Pakde dan Bude (Mbah, sebutan anak kami) punya durian. Beberapa teman kami pecinta durian. Kami punya HP dan koneksi internet. Jadilah kami berbisnis durian. Meski masih kelas teri, kami belajar.
Modal kami adalah kepercayaan. Kami bawa durian dari Pakde dan Bude untuk dijualkan. Kadang ada tetangga pulang dari ladang membawa duren, menawarkan pada Ibuku, lalu meneruskan pada kami. Setelah laku, barulah kami bayar.
Apakah lancar? Tidak. Beberapa durian yang sudah dibeli pelanggan, ada bagian yang busuk atau berulat. Di balik kulitnya yang tajam berduri, ternyata dalamnya busuk.
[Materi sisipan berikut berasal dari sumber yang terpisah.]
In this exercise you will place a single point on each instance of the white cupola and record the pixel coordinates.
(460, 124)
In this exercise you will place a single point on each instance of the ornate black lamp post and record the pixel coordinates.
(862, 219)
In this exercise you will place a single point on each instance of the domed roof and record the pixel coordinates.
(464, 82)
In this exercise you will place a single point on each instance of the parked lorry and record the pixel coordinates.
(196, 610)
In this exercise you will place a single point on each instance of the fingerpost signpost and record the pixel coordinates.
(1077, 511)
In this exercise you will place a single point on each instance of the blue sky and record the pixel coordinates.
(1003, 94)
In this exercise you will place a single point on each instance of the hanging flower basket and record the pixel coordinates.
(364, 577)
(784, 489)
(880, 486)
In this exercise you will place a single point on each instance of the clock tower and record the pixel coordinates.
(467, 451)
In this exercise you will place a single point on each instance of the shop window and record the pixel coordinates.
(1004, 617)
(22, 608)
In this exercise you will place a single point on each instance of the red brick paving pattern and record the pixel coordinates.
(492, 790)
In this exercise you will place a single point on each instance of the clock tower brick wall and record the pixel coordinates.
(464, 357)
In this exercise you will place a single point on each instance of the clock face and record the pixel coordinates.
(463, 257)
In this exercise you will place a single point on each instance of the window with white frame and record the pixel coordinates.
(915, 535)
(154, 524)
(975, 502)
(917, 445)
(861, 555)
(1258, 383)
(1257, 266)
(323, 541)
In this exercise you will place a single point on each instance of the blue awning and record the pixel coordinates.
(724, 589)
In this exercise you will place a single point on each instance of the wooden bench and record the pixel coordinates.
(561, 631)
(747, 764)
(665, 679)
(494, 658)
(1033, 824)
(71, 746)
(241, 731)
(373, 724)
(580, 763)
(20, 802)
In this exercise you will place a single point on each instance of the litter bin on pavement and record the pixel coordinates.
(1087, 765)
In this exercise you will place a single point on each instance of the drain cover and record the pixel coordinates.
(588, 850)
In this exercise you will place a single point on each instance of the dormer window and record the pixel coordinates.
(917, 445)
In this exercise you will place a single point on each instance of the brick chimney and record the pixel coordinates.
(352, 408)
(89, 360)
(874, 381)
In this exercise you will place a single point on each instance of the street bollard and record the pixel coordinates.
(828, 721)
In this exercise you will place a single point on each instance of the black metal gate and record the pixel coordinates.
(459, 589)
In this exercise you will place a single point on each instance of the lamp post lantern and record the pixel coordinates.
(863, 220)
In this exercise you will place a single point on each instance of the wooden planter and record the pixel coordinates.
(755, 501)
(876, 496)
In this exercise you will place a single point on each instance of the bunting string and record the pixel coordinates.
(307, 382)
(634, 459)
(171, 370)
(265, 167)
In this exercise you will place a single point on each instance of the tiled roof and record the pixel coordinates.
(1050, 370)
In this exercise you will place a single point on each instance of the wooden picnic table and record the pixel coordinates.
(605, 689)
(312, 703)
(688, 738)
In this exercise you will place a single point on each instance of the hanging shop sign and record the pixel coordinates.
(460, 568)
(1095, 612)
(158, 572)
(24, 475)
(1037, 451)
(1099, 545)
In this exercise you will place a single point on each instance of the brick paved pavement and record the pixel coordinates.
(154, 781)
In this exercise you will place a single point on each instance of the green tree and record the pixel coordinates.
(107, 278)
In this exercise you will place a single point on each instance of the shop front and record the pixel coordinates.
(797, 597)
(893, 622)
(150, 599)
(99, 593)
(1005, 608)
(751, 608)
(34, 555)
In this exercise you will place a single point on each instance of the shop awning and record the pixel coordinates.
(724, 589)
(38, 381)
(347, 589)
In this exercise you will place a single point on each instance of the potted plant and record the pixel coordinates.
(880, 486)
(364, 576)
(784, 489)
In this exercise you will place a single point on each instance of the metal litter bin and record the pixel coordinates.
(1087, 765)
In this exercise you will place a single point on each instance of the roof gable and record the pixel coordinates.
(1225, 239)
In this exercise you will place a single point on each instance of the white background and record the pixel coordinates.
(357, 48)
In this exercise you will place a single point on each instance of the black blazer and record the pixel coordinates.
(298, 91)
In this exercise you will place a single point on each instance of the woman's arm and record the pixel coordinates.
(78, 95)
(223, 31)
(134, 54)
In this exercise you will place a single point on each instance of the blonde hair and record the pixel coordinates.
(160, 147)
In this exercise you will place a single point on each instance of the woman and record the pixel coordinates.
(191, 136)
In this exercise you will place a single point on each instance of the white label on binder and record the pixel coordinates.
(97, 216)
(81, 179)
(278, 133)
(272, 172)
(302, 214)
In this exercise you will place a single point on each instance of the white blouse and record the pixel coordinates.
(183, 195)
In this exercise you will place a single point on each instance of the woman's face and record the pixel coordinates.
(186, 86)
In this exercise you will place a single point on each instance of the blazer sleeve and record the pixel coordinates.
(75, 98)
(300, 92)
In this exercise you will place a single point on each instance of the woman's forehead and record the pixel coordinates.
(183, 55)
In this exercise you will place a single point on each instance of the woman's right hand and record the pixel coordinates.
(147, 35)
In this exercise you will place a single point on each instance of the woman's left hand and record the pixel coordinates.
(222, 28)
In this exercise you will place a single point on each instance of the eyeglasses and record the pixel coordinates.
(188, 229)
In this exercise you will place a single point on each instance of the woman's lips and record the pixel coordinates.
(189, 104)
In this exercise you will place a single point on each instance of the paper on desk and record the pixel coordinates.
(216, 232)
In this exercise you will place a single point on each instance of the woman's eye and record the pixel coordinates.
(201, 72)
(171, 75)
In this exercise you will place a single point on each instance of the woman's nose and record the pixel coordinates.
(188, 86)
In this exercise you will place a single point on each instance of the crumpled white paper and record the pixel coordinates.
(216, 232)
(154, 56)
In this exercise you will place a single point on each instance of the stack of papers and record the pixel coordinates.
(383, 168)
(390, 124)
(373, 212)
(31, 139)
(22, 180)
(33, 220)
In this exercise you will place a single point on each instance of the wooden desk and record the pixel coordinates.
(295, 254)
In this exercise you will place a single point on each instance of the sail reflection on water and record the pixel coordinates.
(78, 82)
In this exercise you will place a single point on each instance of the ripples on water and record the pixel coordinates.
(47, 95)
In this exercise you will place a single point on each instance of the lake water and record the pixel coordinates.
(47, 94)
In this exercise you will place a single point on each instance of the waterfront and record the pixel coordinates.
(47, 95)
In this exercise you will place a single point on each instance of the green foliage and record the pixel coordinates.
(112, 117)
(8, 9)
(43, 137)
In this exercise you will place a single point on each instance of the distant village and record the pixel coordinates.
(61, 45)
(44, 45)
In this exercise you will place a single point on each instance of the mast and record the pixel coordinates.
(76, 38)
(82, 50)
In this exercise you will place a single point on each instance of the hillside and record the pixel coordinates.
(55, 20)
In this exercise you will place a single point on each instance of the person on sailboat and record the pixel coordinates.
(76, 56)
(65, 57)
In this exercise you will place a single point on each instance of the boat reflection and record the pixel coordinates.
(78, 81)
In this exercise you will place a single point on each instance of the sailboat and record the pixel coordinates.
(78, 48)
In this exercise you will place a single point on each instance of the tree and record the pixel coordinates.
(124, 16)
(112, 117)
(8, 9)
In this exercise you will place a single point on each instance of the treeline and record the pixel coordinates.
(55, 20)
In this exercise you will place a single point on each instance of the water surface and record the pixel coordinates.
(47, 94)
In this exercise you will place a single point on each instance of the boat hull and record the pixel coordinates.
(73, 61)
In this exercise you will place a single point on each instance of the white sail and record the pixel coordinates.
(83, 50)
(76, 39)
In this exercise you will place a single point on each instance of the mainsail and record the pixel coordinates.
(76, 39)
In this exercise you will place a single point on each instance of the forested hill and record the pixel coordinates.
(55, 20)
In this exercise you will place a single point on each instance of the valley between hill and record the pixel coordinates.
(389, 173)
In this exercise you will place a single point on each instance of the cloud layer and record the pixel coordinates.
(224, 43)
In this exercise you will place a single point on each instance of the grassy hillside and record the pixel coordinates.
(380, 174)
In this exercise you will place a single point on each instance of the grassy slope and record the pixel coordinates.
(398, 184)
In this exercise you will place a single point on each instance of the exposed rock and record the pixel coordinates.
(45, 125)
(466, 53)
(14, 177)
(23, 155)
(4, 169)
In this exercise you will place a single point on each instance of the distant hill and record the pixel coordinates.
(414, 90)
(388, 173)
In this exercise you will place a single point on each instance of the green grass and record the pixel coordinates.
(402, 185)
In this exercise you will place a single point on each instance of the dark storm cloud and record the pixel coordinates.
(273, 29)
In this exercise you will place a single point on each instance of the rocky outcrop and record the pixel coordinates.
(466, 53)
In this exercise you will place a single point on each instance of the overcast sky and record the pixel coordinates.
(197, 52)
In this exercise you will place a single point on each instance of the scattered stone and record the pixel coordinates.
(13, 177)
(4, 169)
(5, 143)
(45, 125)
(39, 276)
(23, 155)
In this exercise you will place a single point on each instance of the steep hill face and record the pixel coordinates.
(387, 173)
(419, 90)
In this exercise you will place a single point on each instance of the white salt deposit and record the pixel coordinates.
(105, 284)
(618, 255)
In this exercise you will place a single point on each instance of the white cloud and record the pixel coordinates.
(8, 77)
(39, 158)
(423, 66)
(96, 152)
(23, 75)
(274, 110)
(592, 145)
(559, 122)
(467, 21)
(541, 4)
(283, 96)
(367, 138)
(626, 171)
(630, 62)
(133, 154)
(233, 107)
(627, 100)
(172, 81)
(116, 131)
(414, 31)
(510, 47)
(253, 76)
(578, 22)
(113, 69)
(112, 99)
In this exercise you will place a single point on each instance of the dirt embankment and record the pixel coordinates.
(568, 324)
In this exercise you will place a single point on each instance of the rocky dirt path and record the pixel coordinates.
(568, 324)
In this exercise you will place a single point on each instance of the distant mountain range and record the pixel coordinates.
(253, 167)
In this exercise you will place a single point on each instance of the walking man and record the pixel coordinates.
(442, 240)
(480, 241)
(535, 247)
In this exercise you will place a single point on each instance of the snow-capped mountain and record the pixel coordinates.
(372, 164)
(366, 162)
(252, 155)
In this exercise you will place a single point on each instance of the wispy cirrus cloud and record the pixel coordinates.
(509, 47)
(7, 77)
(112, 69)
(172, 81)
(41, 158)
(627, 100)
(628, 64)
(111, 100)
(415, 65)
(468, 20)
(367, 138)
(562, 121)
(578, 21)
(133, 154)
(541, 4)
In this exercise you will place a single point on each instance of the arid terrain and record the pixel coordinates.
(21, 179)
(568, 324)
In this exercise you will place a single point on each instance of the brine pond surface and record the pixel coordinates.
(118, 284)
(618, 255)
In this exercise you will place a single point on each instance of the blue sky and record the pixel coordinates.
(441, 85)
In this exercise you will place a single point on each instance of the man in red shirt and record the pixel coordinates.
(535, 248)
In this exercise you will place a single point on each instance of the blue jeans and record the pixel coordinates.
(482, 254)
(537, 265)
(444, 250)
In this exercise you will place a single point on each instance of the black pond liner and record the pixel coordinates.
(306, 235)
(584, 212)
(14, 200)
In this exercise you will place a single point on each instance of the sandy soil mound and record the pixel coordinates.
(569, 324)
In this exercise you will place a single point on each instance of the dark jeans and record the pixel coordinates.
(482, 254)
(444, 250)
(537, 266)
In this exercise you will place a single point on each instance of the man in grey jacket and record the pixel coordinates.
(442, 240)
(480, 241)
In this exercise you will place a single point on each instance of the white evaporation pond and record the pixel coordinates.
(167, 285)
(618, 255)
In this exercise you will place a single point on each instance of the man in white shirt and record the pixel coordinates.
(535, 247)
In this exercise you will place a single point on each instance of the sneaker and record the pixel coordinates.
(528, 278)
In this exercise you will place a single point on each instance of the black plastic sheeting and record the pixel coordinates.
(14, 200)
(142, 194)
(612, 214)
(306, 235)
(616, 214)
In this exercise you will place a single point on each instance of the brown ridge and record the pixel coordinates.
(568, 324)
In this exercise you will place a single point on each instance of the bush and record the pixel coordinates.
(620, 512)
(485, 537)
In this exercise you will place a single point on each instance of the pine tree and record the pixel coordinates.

Ini enaknya kalau barangnya dari kerabat. Kami beri jaminan, diganti bagian yang busuk. Tidak 100% sama barangnya, tapi setidaknya ada pengganti.
Kendala lainnya, sepupu bilang durian yang ini enak. Kulitnya meyakinkan, aromanya wangi. Setelah dibuka dan diicip ternyata rasanya hambar. Pelanggan ngomel-ngomel, “Masa durian kayak gini? Aku sudah sering beli durian…” Ya sabar. Kami kan tidak bisa mengendalikan rasa durian.
Suatu hari, saat sedang BAB istri mendapat cahaya terang di atas kepalanya. Dia keluar dari kamar mandi dengan semangat penuh. “Papa, besok kita jualan di pesta ya!” Loh, gak bahaya tah?
Hari Sabtu akan ada pesta pernikahan kerabat marga Naibaho di Semarang. Umumnya orang Batak suka durian.
Aku dan istri mengumpulkan durian dari Mbah dan tetangga di kampung. Adik ipar akan menyetir mobil untuk mengantar kami dan membawa durian. Sudah seperti tauke begitulah gayanya. Di kampung Sumatra, Adik ipar sudah biasa berjualan sayur panenan Bapak saat ada pesta pernikahan. Hampir selalu, dagangannya ludes.
Kini, di Jawa dalam kesempatan serupa, barang dagangannya durian. Sepanjang perjalanan dari Salatiga mobil kami dipenuhi parfum durian dari bagasi mobil. Istriku yang pecinta durian pun bisa pusing dibuatnya. Maka kaca mobil kami buka.